Document and maybe improve how we're mapping TGen transfers to Tor streams/circuits
OnionPerf uses TGen to make transfers using a local Tor client. OnionPerf also uses Stem to connect to the Tor client's control port and register for control events.
This ticket is about documenting how we can map TGen transfers to Tor streams and circuits. OnionPerf did this to produce the .tpf output format (which we just killed in legacy/trac#34141 (moved)). But we'll also need this functionality to implement legacy/trac#34218 (moved) or legacy/trac#33260 (moved).
Here's what we're doing in metrics-lib right now to map transfers and streams:
- Index Tor circuits by their circuit ID.
- Index Tor streams by their source port; if there are two or more streams with the same source port, remember them all.
- Go through TGen transfers one by one. For each, extract the local source port.
- Go through Tor streams with the same source port and check if transfer end and stream end happened within 150 seconds.
- If there's a match, look up the corresponding circuit by circuit ID.

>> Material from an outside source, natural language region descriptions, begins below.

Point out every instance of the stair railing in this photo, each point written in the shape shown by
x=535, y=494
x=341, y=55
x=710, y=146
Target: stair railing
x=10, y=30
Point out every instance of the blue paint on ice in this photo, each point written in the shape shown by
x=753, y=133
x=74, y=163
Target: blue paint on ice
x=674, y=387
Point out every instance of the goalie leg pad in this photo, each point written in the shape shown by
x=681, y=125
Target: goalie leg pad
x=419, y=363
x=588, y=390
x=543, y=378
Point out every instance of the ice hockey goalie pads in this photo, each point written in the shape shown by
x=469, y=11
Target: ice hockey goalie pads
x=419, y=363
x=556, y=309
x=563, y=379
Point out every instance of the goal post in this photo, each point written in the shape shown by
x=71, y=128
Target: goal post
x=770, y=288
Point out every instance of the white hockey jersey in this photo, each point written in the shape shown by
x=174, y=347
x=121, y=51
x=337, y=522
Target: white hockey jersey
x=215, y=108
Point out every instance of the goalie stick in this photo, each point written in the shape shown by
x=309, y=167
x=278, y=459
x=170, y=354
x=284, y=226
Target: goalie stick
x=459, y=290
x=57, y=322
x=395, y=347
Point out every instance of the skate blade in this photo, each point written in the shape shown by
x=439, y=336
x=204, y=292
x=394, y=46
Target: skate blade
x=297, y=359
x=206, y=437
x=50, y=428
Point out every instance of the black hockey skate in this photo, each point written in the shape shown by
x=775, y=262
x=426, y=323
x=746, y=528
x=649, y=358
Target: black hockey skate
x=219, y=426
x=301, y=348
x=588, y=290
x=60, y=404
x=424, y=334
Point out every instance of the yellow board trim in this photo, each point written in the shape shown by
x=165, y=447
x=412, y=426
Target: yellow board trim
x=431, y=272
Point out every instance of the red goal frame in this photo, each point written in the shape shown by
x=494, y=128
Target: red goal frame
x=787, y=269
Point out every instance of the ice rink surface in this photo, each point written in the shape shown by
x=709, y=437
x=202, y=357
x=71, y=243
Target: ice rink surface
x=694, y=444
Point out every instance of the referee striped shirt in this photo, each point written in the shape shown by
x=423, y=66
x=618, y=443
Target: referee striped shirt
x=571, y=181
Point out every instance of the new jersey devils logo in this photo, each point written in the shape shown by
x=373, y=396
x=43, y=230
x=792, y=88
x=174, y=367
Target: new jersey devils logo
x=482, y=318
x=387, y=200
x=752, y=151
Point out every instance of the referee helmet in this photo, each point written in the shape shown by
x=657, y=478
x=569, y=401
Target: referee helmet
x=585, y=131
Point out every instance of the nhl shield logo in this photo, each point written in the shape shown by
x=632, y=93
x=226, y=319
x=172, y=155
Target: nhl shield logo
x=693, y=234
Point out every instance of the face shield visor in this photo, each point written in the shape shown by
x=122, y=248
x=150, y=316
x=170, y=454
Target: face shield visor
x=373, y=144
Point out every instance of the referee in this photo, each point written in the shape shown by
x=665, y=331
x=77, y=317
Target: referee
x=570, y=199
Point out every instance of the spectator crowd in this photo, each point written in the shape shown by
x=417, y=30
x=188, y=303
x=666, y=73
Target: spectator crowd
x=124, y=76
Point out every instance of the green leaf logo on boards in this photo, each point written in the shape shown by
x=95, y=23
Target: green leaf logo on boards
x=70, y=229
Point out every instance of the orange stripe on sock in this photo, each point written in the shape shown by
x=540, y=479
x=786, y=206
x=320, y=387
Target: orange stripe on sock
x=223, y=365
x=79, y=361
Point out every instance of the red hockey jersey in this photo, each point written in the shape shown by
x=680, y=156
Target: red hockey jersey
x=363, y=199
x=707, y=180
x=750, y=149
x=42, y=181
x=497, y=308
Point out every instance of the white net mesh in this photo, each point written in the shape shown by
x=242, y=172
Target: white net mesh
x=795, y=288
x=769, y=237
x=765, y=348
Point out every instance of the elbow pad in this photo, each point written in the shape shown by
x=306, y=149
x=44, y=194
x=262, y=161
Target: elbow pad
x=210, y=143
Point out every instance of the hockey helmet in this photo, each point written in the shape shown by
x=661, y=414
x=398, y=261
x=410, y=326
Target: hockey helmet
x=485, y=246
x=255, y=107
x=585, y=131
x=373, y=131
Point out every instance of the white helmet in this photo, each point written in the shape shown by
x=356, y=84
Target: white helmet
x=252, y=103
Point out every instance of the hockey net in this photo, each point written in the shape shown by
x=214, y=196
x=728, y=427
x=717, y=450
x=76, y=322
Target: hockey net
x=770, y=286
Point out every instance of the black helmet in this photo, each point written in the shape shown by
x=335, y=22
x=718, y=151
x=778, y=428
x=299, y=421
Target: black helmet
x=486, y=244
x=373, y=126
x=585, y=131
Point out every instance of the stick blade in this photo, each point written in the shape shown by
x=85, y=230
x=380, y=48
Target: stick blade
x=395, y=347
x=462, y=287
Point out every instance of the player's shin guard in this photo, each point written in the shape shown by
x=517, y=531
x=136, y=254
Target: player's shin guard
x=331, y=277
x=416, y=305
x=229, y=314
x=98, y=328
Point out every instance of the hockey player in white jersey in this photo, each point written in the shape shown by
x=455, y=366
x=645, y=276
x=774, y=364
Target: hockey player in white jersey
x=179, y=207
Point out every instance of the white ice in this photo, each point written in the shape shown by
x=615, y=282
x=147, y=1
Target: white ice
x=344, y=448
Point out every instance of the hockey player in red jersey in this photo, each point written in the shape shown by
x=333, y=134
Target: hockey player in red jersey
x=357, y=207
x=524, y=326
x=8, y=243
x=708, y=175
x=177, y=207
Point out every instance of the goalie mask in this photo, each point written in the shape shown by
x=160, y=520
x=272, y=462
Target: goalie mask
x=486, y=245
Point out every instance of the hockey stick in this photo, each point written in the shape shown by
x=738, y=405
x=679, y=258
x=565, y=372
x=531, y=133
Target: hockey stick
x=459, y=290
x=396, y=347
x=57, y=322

Note that OnionPerf took a simpler approach for producing .tpf files by remembering just one stream by source port and not applying that 150 seconds heuristic. The result was that some mappings were wrong. The approach taken by metrics-lib leads to a few missing mappings (probably as many as OnionPerf had), and apparently no wrong mappings.
Is there a way to have an exact mapping that doesn't require a heuristic? And is there a way to do it without having to wait for transfer and stream to end?